Across these tracks, Mallozzi invokes turntables, CD fragments, microphone manipulations, and live electronics to challenge the boundaries of performance and mediation. His approach is neither strictly musical nor spoken, but a liminal practice rooted in spatial intervention and the transformation of culturally familiar artifacts. The album’s release event features new duo and trio improvisations—with Bonnie Han Jones (electronics), Michael Zerang (percussion), and Hal Rammel (sound pallets)—further illuminating Mallozzi’s ongoing engagement with collective sound making and the intersections of sonic art, performance, and conceptual tradition.

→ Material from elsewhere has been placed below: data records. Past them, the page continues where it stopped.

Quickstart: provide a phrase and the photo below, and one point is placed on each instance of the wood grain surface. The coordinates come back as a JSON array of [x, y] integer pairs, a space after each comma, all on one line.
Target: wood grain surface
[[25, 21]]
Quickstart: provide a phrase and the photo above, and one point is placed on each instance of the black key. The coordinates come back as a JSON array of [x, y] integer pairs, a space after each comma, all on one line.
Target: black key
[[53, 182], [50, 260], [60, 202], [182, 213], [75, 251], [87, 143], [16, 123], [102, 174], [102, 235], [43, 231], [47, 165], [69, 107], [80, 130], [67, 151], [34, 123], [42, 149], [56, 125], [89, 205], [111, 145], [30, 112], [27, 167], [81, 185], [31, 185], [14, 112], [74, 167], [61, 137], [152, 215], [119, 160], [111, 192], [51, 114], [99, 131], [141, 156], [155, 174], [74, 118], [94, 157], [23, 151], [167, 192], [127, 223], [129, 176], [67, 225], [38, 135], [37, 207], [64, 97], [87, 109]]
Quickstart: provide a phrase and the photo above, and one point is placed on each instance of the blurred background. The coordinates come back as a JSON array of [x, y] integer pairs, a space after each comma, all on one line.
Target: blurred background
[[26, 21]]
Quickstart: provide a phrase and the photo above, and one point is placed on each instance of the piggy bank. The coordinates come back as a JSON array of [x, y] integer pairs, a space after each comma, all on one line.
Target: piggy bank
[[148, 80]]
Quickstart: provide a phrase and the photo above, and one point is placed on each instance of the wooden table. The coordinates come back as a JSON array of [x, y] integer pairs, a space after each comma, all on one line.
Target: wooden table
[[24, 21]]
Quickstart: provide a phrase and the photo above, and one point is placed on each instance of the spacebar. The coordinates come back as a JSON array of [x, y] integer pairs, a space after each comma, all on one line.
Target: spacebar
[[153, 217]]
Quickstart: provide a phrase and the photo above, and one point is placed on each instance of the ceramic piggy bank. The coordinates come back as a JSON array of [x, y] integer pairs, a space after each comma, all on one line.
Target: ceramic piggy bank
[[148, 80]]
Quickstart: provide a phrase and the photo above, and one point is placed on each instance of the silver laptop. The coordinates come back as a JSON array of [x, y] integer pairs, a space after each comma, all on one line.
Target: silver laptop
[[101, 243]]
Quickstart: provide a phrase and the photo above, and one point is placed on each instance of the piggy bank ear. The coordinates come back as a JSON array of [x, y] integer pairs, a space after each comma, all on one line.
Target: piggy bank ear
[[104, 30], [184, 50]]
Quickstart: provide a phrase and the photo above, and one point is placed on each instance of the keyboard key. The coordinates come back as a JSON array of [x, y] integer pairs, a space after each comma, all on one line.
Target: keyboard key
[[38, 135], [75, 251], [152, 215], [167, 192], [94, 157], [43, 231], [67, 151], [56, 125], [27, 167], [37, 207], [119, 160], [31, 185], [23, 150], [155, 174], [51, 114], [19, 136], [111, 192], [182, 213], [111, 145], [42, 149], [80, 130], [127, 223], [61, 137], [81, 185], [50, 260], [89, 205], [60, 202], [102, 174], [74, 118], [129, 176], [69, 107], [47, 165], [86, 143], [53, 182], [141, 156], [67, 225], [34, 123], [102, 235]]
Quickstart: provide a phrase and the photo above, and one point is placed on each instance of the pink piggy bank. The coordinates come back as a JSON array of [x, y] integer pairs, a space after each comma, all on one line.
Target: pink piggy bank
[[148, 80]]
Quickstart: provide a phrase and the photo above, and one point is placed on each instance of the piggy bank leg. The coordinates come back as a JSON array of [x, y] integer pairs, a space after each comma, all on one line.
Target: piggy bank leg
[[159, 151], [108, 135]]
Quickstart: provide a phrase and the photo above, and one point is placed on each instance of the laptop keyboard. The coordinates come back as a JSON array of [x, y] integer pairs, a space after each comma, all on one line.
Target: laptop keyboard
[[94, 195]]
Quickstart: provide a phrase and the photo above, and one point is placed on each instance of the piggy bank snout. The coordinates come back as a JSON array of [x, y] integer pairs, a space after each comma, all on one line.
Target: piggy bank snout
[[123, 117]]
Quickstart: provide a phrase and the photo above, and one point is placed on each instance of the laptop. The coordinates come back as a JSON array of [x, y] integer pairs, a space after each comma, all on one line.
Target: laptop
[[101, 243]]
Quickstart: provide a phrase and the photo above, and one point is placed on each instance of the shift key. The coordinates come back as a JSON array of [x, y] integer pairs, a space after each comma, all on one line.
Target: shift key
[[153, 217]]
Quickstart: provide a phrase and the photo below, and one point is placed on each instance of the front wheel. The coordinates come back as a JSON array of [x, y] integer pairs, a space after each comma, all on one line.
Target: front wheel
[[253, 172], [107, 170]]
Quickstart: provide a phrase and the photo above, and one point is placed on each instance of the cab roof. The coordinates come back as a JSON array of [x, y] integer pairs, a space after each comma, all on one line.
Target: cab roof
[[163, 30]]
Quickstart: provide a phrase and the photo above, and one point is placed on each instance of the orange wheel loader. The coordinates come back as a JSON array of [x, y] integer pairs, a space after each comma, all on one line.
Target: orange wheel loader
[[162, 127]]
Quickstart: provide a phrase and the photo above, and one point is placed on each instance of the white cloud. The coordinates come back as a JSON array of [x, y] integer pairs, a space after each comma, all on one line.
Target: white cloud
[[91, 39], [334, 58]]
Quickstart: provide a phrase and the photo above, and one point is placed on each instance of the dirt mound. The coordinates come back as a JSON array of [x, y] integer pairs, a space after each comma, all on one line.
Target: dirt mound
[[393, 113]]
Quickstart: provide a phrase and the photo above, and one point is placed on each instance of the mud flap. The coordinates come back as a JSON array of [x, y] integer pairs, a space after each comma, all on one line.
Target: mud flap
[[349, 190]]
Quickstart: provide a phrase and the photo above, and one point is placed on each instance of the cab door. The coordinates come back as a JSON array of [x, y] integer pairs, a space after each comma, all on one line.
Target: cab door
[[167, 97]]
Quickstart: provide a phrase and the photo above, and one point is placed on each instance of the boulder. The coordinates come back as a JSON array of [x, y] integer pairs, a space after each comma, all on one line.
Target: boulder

As one participant in Chicago’s experimental scene, he continues to foster collaboration and innovation, drawing from histories of art installation, radio, and live intervention that define his multidisciplinary approach.
Mallozzi’s works have appeared in renowned spaces across the US and Europe, including the Museum of Contemporary Art Chicago and TUBE Audio Art Series in Munich. His role as a foundational artist in Chicago influences the city’s wider experimental sound community, and his impact persists not only in recordings but in workshops, residencies, and collaborations that bridge music, theater, and visual culture. On Became These, this cosmopolitan legacy is distilled into fixed media: archival, yet immediate, inviting close listening into the ambiguous space between public event and private resonance. Through layers of textural disruption and iterative gesture, Became These offers a complex, sometimes playful investigation of the ways in which sound can unmake and remake meaning. The result is an experience that balances intellectual gravity with sonic curiosity—an invitation to inhabit uncertainty and encounter anew the overlapping boundaries of listening, memory, and artistic intent.